A Unifying Statement from Occupy Wall Street?

Before the operation began, EA received reports from activists who were planning on descending on Wall Street to "Occupy It" and spread their message. It was a bold plan, one that had little to no credibility at the start, one that received almost no initial media attention (and even less positive attention), and it was a plan that would probably fail.

Except it didn't fail. The weeks have passed, and now the politicians and the media are no longer ignoring "Occupy Wall Street."

But one question remained: what was the message? What was the demand, or the goal, or the unifying statement? Many have tried to publish one, but none have succeeded.

Perhaps until now. On September 27th, MSNBC host Dylan Ratigan published an article on the Huffington Post, echoing sentiments he had been talking about for quite some time, that had a simple, yet ambitious, proposal: get the money out of politics. In conjunction with lobbyist Jimmy Williams and political strategist Lawrence Lessig (of Fix Congress First fame), Ratigan even managed to draft an Amendment to the Constitution, (text below), which he has asked Americans to sign.

But on October 9th, someone put some fancy music behind a speech (nay, a rant) that Ratigan gave on the air, and it is already starting to catch on and spread quickly.

So I ask the readers this: many have tried, all have failed, but is this finally the unifying statement behind which Occupy Wall Street Movement will line up?

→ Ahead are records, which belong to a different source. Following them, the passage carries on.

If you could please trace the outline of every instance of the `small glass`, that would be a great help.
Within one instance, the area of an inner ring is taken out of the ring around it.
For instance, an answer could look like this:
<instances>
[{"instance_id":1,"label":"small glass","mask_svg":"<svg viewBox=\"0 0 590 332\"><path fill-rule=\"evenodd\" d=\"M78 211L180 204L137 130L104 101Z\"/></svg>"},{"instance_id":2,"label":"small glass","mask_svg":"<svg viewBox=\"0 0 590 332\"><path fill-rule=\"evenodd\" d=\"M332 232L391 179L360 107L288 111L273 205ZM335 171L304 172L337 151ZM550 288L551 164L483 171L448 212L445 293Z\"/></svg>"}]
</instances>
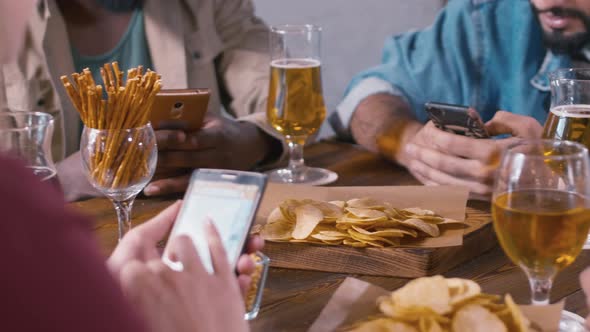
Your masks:
<instances>
[{"instance_id":1,"label":"small glass","mask_svg":"<svg viewBox=\"0 0 590 332\"><path fill-rule=\"evenodd\" d=\"M108 197L117 211L119 240L131 229L131 209L149 183L158 158L151 124L133 129L84 127L82 163L90 183Z\"/></svg>"},{"instance_id":2,"label":"small glass","mask_svg":"<svg viewBox=\"0 0 590 332\"><path fill-rule=\"evenodd\" d=\"M0 113L0 152L21 159L41 181L59 188L52 156L54 119L41 112Z\"/></svg>"},{"instance_id":3,"label":"small glass","mask_svg":"<svg viewBox=\"0 0 590 332\"><path fill-rule=\"evenodd\" d=\"M533 305L547 305L557 273L590 229L590 160L581 144L522 140L502 157L492 198L500 245L527 275ZM567 315L561 324L571 324Z\"/></svg>"},{"instance_id":4,"label":"small glass","mask_svg":"<svg viewBox=\"0 0 590 332\"><path fill-rule=\"evenodd\" d=\"M262 303L264 286L266 285L268 268L270 266L270 258L261 252L252 254L251 257L254 260L256 268L252 274L252 285L244 299L246 305L246 315L244 316L244 319L246 320L253 320L258 316L260 305Z\"/></svg>"},{"instance_id":5,"label":"small glass","mask_svg":"<svg viewBox=\"0 0 590 332\"><path fill-rule=\"evenodd\" d=\"M270 33L270 83L268 123L289 147L289 166L269 172L279 183L322 185L334 182L338 174L307 167L303 146L326 117L320 61L321 28L315 25L281 25Z\"/></svg>"}]
</instances>

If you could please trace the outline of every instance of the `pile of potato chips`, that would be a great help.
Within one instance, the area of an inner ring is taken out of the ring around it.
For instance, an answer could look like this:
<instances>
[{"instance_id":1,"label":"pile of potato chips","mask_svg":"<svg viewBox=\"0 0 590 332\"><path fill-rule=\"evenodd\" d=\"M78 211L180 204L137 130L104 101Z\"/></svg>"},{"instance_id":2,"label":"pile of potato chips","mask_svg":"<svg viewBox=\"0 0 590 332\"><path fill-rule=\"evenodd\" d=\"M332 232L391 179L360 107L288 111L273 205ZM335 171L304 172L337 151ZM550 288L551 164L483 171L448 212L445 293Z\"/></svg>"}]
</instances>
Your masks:
<instances>
[{"instance_id":1,"label":"pile of potato chips","mask_svg":"<svg viewBox=\"0 0 590 332\"><path fill-rule=\"evenodd\" d=\"M348 245L357 248L397 246L404 237L436 237L440 227L462 222L421 208L396 209L371 198L322 202L289 199L254 233L269 241Z\"/></svg>"},{"instance_id":2,"label":"pile of potato chips","mask_svg":"<svg viewBox=\"0 0 590 332\"><path fill-rule=\"evenodd\" d=\"M512 297L504 303L484 294L477 283L441 276L410 281L377 300L382 313L357 323L350 332L527 332L529 321Z\"/></svg>"}]
</instances>

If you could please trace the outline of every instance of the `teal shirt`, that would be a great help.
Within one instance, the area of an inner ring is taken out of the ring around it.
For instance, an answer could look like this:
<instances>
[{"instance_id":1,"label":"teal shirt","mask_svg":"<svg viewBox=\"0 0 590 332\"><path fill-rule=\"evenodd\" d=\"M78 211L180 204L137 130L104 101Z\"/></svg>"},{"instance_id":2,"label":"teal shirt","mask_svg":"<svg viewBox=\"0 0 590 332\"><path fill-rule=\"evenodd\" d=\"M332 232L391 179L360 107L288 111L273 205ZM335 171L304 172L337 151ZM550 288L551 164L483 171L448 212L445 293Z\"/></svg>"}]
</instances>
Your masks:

Text of two drafts for the proposed Constitutional Amendment:

From our former Washington Lobbyist, Jimmy Williams, here is a DRAFT of our Constitutional Amendment for public debate this fall:

"No person, corporation or business entity of any type, domestic or foreign, shall be allowed to contribute money, directly or indirectly, to any candidate for Federal office or to contribute money on behalf of or opposed to any type of campaign for Federal office. Notwithstanding any other provision of law, campaign contributions to candidates for Federal office shall not constitute speech of any kind as guaranteed by the U.S. Constitution or any amendment to the U. S. Constitution. Congress shall set forth a federal holiday for the purposes of voting for candidates for Federal office."

Here is Lawrence Lessig's DRAFT of the amendment. As always we would like your comments for debate.

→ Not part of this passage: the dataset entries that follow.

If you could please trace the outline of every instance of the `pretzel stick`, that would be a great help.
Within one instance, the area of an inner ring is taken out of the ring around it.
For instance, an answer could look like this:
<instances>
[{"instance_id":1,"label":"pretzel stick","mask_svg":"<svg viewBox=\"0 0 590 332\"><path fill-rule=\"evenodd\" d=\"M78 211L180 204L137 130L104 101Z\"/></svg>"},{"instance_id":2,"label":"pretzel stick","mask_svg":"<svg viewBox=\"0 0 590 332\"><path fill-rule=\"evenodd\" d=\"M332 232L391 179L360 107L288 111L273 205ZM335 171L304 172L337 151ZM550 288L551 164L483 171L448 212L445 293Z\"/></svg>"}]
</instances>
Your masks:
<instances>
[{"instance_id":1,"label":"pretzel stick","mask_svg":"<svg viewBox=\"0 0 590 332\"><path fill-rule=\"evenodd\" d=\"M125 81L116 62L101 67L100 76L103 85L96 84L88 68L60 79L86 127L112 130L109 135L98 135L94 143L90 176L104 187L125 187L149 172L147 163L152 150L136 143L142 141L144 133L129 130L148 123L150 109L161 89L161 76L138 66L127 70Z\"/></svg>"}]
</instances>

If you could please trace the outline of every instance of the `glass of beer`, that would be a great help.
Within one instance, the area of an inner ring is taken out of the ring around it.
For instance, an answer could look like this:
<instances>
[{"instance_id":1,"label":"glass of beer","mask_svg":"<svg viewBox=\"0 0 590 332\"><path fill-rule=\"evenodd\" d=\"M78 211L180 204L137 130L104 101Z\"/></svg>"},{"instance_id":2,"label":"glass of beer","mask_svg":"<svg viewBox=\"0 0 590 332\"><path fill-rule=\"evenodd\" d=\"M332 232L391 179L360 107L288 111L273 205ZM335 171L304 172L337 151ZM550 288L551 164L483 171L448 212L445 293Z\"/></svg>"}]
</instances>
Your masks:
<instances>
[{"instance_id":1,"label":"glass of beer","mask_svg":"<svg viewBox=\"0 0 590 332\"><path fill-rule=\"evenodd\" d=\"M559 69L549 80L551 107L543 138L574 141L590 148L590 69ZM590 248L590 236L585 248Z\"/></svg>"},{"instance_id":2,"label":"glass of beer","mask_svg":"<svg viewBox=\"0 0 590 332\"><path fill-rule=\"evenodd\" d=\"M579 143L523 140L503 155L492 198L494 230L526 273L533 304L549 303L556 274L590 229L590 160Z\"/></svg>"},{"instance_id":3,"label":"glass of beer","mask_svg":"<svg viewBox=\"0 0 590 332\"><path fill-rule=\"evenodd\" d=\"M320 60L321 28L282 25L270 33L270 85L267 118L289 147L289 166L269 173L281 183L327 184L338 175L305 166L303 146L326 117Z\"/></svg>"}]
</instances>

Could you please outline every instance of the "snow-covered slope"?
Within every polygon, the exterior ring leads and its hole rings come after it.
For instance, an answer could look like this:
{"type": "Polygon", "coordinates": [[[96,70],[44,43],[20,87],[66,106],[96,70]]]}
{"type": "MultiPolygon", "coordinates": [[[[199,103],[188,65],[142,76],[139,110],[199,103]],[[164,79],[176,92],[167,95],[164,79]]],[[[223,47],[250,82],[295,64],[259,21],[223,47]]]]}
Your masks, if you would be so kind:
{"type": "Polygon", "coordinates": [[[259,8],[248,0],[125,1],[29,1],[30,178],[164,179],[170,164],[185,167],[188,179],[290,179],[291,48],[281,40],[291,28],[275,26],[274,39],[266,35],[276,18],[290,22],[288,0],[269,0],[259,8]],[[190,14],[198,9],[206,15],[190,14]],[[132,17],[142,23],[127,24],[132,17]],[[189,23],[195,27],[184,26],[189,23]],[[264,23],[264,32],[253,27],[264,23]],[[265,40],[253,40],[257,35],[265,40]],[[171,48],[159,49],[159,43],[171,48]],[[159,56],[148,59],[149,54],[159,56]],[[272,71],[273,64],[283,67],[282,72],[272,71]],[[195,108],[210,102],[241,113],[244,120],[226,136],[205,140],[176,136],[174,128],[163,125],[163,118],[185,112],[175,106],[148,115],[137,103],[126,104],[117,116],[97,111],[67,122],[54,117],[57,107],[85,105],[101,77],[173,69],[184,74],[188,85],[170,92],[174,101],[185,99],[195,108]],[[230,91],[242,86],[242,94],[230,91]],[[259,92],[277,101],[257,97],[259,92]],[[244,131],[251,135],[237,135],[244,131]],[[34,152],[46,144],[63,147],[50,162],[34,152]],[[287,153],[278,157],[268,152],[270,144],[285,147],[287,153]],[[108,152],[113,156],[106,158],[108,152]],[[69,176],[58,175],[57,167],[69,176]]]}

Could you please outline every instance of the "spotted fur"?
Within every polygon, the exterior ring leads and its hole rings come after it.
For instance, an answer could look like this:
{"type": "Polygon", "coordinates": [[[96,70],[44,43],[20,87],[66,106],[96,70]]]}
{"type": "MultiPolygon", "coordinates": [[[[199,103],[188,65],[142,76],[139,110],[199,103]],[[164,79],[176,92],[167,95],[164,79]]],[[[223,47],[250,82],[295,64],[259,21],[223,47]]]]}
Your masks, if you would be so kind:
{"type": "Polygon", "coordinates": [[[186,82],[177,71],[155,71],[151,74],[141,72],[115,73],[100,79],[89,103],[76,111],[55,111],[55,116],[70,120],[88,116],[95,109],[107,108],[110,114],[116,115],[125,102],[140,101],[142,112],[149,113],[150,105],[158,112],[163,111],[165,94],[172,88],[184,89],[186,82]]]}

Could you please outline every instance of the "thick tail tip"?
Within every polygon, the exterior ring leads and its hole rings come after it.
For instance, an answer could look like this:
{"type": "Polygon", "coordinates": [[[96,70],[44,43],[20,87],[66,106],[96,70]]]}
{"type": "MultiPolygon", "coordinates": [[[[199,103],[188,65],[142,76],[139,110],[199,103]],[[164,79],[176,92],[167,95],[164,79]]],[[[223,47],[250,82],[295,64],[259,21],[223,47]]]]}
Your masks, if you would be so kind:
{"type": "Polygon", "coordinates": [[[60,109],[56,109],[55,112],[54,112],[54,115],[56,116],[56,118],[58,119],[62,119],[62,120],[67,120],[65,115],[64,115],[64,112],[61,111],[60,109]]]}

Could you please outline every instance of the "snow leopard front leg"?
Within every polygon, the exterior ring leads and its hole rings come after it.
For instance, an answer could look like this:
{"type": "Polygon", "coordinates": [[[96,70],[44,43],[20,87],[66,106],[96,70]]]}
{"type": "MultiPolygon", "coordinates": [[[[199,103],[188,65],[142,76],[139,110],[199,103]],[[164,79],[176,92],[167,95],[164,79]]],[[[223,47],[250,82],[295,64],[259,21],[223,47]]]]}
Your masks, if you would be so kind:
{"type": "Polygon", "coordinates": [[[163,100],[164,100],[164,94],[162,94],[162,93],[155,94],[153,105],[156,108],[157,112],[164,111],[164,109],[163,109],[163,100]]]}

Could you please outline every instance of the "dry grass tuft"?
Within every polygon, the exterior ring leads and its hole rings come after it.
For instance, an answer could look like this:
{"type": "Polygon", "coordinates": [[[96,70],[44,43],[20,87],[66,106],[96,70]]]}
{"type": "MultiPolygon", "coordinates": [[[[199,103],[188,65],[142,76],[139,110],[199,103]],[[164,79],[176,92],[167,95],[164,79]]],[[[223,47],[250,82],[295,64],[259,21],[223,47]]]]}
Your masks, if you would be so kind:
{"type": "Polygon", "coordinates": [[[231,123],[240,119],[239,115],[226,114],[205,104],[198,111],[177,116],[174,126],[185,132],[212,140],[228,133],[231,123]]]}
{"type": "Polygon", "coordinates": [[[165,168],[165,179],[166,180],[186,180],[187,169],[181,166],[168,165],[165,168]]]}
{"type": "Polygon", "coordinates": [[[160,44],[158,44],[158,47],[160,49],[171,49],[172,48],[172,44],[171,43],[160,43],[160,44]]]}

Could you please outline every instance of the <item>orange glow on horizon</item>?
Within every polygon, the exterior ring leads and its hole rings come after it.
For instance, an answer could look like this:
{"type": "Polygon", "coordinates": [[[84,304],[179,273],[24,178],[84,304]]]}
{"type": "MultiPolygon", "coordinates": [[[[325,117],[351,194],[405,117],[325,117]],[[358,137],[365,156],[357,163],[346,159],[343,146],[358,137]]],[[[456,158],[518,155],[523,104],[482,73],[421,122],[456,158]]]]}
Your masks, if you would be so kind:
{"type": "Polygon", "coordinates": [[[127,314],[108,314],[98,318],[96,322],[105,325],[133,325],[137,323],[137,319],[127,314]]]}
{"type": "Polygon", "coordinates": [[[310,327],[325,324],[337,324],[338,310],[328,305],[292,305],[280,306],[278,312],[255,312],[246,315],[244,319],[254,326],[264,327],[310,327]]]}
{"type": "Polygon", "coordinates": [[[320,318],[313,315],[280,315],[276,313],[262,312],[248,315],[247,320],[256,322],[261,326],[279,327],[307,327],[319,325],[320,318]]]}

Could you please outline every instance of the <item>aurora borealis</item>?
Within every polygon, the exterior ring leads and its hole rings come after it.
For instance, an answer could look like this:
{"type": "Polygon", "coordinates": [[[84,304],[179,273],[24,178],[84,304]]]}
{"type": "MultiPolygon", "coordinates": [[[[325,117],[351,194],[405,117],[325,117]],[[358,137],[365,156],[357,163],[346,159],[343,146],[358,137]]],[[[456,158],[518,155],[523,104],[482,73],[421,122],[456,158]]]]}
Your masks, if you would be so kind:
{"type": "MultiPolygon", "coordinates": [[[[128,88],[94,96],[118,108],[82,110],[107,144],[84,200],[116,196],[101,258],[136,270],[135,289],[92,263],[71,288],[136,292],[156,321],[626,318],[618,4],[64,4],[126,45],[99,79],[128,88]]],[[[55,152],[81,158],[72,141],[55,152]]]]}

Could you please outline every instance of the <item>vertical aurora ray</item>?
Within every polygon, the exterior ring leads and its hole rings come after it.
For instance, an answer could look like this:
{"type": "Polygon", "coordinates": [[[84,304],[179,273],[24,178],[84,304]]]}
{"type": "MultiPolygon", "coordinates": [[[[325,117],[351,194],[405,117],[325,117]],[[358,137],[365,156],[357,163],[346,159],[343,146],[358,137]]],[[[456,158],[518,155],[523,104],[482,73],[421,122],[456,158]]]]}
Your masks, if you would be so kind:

"No non-citizen shall contribute money, directly or indirectly, to any candidate for Federal office. United States citizens shall be free to contribute no more than the equivalent of $100 to any federal candidate during any election cycle. Notwithstanding the limits construed to be part of the First Amendment, Congress shall have the power to limit, but not ban, independent political expenditures, so long as such limits are content and viewpoint neutral. Congress shall set forth a federal holiday for the purposes of voting for candidates for Federal office."